Mathematical model to predict unsteady-state heat transfer mechanism and economic feasibility in nanoparticle-assisted electromagnetic heating stimulation technique for bituminous extra-heavy oil reservoir

As conventional hydrocarbon reserves have gone into depletion state, oil companies around the world have turned their attention to heavy oil reserves, which were previously overlooked due to their less prolific capability compared to conventional hydrocarbon reservoirs. Bituminous heavy oil resources are known to be plentiful in quantity and size, but not without disadvantages, in which the astronomical viscosity is a troublesome aspect to be considered in exploiting the reservoir.
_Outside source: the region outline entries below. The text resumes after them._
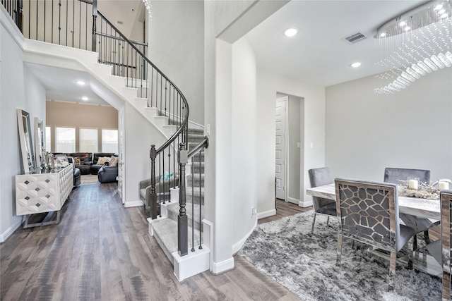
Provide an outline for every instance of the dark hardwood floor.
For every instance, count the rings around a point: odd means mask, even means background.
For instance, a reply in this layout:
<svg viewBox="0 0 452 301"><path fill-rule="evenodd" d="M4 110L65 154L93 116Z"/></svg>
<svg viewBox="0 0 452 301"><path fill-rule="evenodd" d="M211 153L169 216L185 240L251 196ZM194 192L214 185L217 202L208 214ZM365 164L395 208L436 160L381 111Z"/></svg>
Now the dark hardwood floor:
<svg viewBox="0 0 452 301"><path fill-rule="evenodd" d="M277 208L259 223L306 211L282 201ZM75 188L59 224L18 229L0 256L5 301L299 300L240 256L232 271L179 283L143 208L124 208L116 184Z"/></svg>

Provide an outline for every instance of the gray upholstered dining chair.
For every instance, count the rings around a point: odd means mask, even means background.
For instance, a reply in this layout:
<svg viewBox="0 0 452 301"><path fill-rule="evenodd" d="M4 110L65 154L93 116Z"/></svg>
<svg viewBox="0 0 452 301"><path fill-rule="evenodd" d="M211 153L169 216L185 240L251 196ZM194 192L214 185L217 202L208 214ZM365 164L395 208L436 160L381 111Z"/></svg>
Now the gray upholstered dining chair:
<svg viewBox="0 0 452 301"><path fill-rule="evenodd" d="M451 300L451 241L452 240L452 190L441 190L441 242L443 266L443 301Z"/></svg>
<svg viewBox="0 0 452 301"><path fill-rule="evenodd" d="M336 264L340 266L343 238L391 252L389 290L394 288L397 252L415 235L398 219L397 185L393 183L336 178L336 206L340 229ZM408 266L412 266L412 252Z"/></svg>
<svg viewBox="0 0 452 301"><path fill-rule="evenodd" d="M427 169L398 168L387 167L384 168L384 181L395 184L403 184L408 177L419 178L421 183L430 183L430 171ZM424 239L428 245L430 243L429 229L439 224L439 222L427 218L401 214L400 219L407 225L415 229L416 234L424 232ZM417 238L413 238L413 250L417 247Z"/></svg>
<svg viewBox="0 0 452 301"><path fill-rule="evenodd" d="M333 180L331 180L330 175L330 168L328 167L309 169L308 173L309 174L309 181L311 182L311 188L333 184ZM314 214L314 219L312 219L311 233L314 232L314 227L316 223L316 216L317 214L323 214L328 216L326 219L327 225L330 221L330 216L336 216L336 204L334 199L312 197L312 204Z"/></svg>

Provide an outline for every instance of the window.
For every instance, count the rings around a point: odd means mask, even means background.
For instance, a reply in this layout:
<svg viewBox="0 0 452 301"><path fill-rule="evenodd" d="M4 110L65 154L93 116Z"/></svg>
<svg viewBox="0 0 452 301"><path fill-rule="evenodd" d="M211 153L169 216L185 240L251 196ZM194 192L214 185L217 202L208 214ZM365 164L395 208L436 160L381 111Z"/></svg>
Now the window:
<svg viewBox="0 0 452 301"><path fill-rule="evenodd" d="M55 152L76 152L76 129L55 128Z"/></svg>
<svg viewBox="0 0 452 301"><path fill-rule="evenodd" d="M97 129L81 128L78 151L81 152L97 152Z"/></svg>
<svg viewBox="0 0 452 301"><path fill-rule="evenodd" d="M52 128L49 126L45 127L45 150L52 152Z"/></svg>
<svg viewBox="0 0 452 301"><path fill-rule="evenodd" d="M118 152L118 130L102 130L102 151Z"/></svg>

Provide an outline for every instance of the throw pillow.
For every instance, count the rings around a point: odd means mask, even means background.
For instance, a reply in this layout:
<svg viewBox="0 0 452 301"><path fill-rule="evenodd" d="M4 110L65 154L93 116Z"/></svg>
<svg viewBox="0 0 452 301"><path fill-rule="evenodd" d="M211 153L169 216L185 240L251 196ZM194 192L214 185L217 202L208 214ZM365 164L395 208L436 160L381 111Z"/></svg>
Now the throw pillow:
<svg viewBox="0 0 452 301"><path fill-rule="evenodd" d="M118 165L118 157L112 156L108 160L109 166L117 166Z"/></svg>
<svg viewBox="0 0 452 301"><path fill-rule="evenodd" d="M75 158L73 159L73 163L74 163L74 164L76 164L76 165L80 165L80 158L75 157Z"/></svg>
<svg viewBox="0 0 452 301"><path fill-rule="evenodd" d="M163 182L164 180L172 180L174 178L174 174L173 173L168 173L165 171L163 175L160 177L160 182Z"/></svg>
<svg viewBox="0 0 452 301"><path fill-rule="evenodd" d="M110 159L109 156L101 156L97 160L97 165L104 165L105 162L108 162L108 160Z"/></svg>

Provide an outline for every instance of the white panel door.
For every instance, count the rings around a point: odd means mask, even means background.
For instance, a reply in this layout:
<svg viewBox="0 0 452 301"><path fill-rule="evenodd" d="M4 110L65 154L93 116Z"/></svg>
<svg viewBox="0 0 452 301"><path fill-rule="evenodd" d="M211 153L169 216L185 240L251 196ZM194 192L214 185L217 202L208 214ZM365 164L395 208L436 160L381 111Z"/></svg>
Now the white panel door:
<svg viewBox="0 0 452 301"><path fill-rule="evenodd" d="M287 97L276 99L275 118L275 178L276 178L276 198L285 200L286 199L286 167L285 167L285 107Z"/></svg>

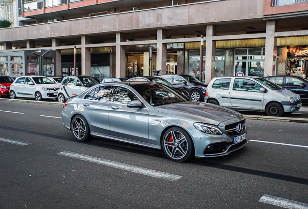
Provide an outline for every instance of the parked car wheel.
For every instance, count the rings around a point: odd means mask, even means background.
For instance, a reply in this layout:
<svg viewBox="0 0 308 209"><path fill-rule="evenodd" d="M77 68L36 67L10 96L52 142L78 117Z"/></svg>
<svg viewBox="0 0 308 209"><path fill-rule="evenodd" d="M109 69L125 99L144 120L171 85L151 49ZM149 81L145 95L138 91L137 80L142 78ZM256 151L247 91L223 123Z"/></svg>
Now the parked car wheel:
<svg viewBox="0 0 308 209"><path fill-rule="evenodd" d="M42 101L43 100L42 94L38 91L35 92L35 100L36 101Z"/></svg>
<svg viewBox="0 0 308 209"><path fill-rule="evenodd" d="M219 105L219 103L218 102L218 101L216 100L215 99L211 99L209 101L208 101L208 102L207 102L207 103L208 104L216 104L216 105Z"/></svg>
<svg viewBox="0 0 308 209"><path fill-rule="evenodd" d="M193 90L190 92L190 97L194 101L200 101L202 98L201 93L198 90Z"/></svg>
<svg viewBox="0 0 308 209"><path fill-rule="evenodd" d="M63 94L60 93L58 95L58 101L60 103L63 103L65 102L65 97L64 96Z"/></svg>
<svg viewBox="0 0 308 209"><path fill-rule="evenodd" d="M71 123L71 130L74 136L79 141L87 140L90 129L86 119L80 115L74 116Z"/></svg>
<svg viewBox="0 0 308 209"><path fill-rule="evenodd" d="M184 162L194 154L192 141L181 128L172 127L168 129L163 137L163 143L165 153L173 161Z"/></svg>
<svg viewBox="0 0 308 209"><path fill-rule="evenodd" d="M11 91L10 92L10 98L11 99L16 99L16 94L14 91Z"/></svg>
<svg viewBox="0 0 308 209"><path fill-rule="evenodd" d="M278 103L270 103L266 107L266 114L269 116L281 116L283 114L283 108Z"/></svg>

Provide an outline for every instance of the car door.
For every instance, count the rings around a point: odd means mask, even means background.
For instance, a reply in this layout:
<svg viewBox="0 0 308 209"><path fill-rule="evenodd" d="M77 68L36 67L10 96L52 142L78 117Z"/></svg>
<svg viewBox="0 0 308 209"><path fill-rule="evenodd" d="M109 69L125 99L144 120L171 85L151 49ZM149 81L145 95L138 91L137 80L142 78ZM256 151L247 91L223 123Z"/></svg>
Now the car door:
<svg viewBox="0 0 308 209"><path fill-rule="evenodd" d="M81 108L91 132L109 135L109 106L111 86L93 88L83 98Z"/></svg>
<svg viewBox="0 0 308 209"><path fill-rule="evenodd" d="M286 76L285 78L285 89L299 94L303 100L308 99L307 85L304 81L295 76Z"/></svg>
<svg viewBox="0 0 308 209"><path fill-rule="evenodd" d="M128 102L138 98L126 87L115 86L113 94L113 102L109 107L110 134L147 143L149 109L146 107L128 107Z"/></svg>
<svg viewBox="0 0 308 209"><path fill-rule="evenodd" d="M259 109L263 106L264 93L262 87L247 78L235 78L230 91L230 103L235 108Z"/></svg>

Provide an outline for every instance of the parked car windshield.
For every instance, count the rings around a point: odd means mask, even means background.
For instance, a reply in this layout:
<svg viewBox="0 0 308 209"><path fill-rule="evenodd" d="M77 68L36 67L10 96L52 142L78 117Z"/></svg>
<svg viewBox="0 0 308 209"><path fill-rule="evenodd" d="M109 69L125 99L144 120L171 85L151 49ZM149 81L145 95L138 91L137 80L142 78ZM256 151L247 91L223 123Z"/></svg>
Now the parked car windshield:
<svg viewBox="0 0 308 209"><path fill-rule="evenodd" d="M131 84L150 105L156 106L189 101L184 96L165 85Z"/></svg>
<svg viewBox="0 0 308 209"><path fill-rule="evenodd" d="M10 77L0 77L0 83L12 83L14 79Z"/></svg>
<svg viewBox="0 0 308 209"><path fill-rule="evenodd" d="M33 77L32 78L35 83L38 85L52 84L54 83L53 81L46 77Z"/></svg>
<svg viewBox="0 0 308 209"><path fill-rule="evenodd" d="M268 88L271 90L278 90L283 89L282 87L278 86L277 84L271 82L270 81L266 80L263 78L255 78L258 81L261 83L262 84L264 85L266 87Z"/></svg>
<svg viewBox="0 0 308 209"><path fill-rule="evenodd" d="M201 81L197 79L194 77L192 76L191 75L182 75L184 78L186 80L188 80L190 83L202 83Z"/></svg>
<svg viewBox="0 0 308 209"><path fill-rule="evenodd" d="M82 84L86 87L91 87L94 85L98 84L99 83L96 79L92 77L79 77L79 79L81 81Z"/></svg>

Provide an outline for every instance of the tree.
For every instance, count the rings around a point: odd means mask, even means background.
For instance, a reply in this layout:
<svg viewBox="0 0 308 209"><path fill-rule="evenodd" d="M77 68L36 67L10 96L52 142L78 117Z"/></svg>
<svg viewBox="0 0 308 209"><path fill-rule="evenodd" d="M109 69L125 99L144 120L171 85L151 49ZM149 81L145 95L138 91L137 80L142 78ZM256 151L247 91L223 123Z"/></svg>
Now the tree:
<svg viewBox="0 0 308 209"><path fill-rule="evenodd" d="M5 19L0 20L0 28L9 28L11 26L12 26L12 23L10 20Z"/></svg>

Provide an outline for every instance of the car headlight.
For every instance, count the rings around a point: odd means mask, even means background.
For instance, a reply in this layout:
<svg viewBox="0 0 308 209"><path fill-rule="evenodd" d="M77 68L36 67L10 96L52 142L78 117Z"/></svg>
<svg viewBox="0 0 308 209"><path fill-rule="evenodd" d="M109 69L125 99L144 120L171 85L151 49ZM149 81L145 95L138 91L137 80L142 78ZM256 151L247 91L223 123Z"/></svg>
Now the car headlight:
<svg viewBox="0 0 308 209"><path fill-rule="evenodd" d="M194 126L200 132L205 134L214 135L221 135L222 134L222 132L221 132L219 128L216 125L201 123L194 123Z"/></svg>

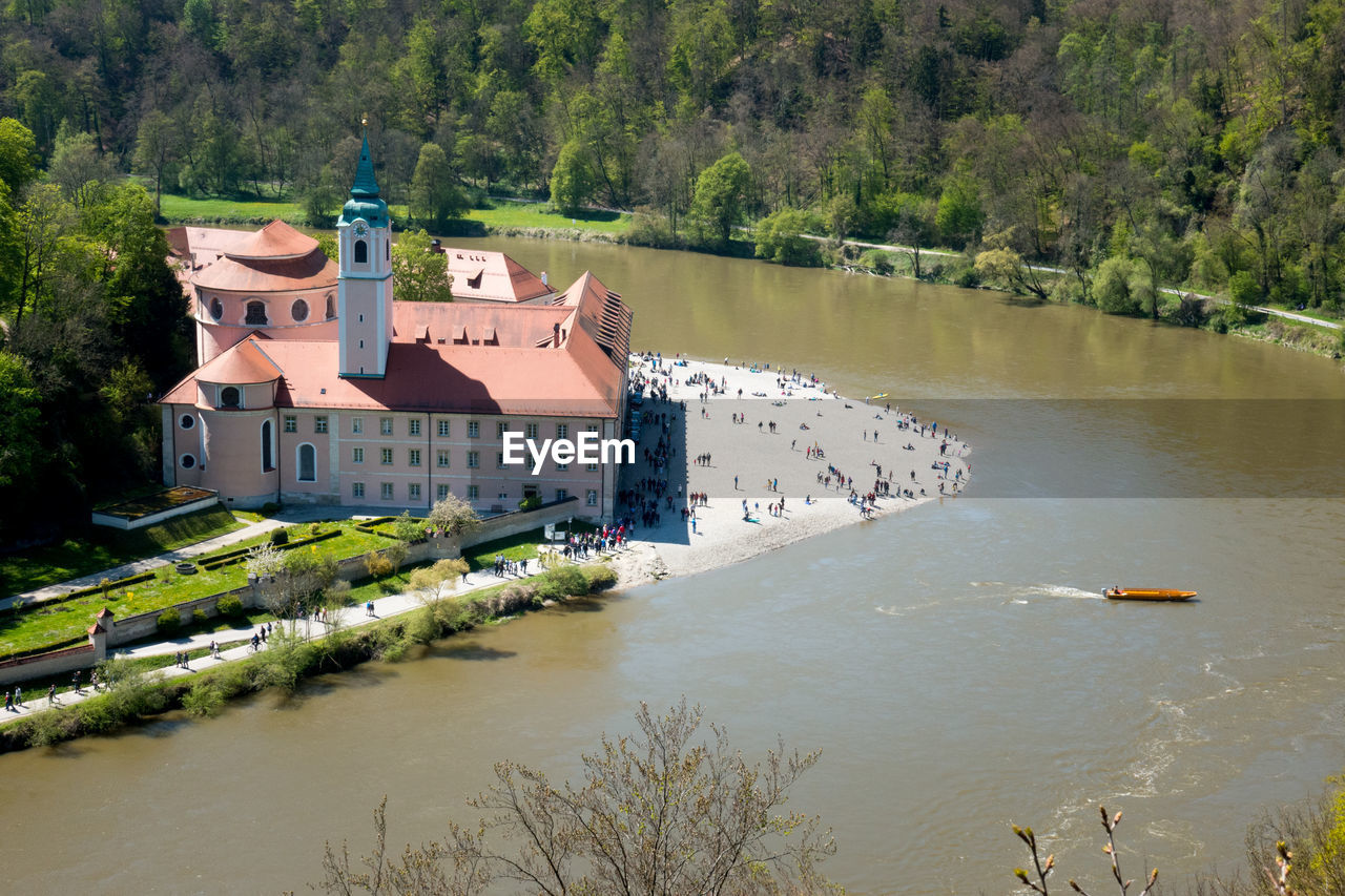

It is not seldom that the viscosity itself is so high that bituminous oil would appear as solid-like substance under reservoir pressure and temperature. Electromagnetic heating has long been touted as the solution to overcome viscosity barrier in exploiting bituminous heavy oil reservoirs. The introduction of heat from electromagnetic wave propagation enables more efficient well stimulation technique compared to resistive heating. However, as sophisticated as the models are, they seem to be lacking a techno-economic model to consider feasibility of the project. This mathematical presentation incorporates technical aspects of heating and EM propagation model to properly model unsteady-state temperature and heat propagation as a function of time. The model is then tested on a sample bituminous heavy oil reservoir with thinly layered production zone and it has been highly reliable to swiftly predict project feasibility of nanoparticle-assisted EM heating.